Il s’agit d’un problème qui ne peut être surmonté que par la mise à l’échelle. Les estimations actuelles suggèrent que dans les grands ordinateurs quantiques programmables, la plupart des qubits — peut-être jusqu’à 5 sur 6 — effectueront une correction d’erreur, pas un calcul. Cela signifie que nous aurons besoin d’un million de qubits avant de pouvoir faire quoi que ce soit de vraiment utile. Garder autant de qubits suffisamment froids ou maintenir tous leurs états quantiques assez longtemps pour effectuer un calcul est un défi d’ingénierie monumental.

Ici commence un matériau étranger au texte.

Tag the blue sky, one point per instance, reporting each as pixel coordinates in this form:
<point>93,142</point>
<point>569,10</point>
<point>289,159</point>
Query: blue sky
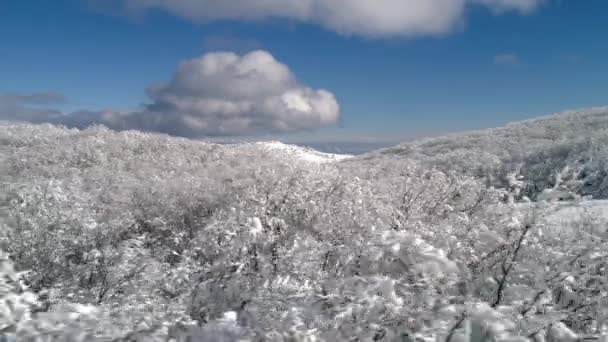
<point>495,65</point>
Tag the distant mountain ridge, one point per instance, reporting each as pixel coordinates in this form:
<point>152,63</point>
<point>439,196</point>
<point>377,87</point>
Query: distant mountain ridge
<point>568,151</point>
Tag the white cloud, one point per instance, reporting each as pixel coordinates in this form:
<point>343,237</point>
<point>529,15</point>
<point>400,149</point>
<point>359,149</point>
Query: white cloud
<point>523,6</point>
<point>218,94</point>
<point>507,59</point>
<point>227,94</point>
<point>371,18</point>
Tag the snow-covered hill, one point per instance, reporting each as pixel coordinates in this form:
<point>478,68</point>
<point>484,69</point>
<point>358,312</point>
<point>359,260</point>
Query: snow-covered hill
<point>298,152</point>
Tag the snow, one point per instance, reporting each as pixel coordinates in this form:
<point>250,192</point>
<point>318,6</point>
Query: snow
<point>301,153</point>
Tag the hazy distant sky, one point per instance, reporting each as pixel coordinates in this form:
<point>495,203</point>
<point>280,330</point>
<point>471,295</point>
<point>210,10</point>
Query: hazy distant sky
<point>322,70</point>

Cela pourrait prendre des décennies, mais les chercheurs font au moins quelques pas dans la bonne direction… IBM vise à construire une machine à 1121 qubits d’ici 2023, et la société a envisagé un réfrigérateur colossal refroidi à l’hélium pour la contenir. D’autres, dont Winfried Hensinger de l’Université du Sussex, au Royaume-Uni, veulent éviter les complications liées au refroidissement : ils intensifient les opérations avec des qubits d’ions piégés qui font la navette autour d’un grand circuit pour effectuer des calculs.
Bruit et qubits : un problème impossible à résoudre ?
D’autres encore effectuent des calculs en envoyant des qubits de photons autour d’une puce de nitrure de silicium qui peut être fabriquée à grande échelle en utilisant des processus déjà éprouvés dans l’industrie des semi-conducteurs. Cependant, Gil Kalai, mathématicien à l’Université hébraïque de Jérusalem en Israël, a soutenu que le niveau de bruit de base dans un ordinateur quantique sera toujours trop élevé, quel que soit le nombre de qubits disponibles. « Mon analyse affirme que la correction des erreurs de qualité ne sera pas possible ».
Sabrina Maniscalco de l’Université d’Helsinki en Finlande, est également sceptique. « Trouver un remède à l’effet du bruit induit par l’environnement n’est pas seulement, à mon avis, un problème technologique, mais plus conceptuel et fondamental. Je dirais que je suis optimiste, plutôt que confiante ».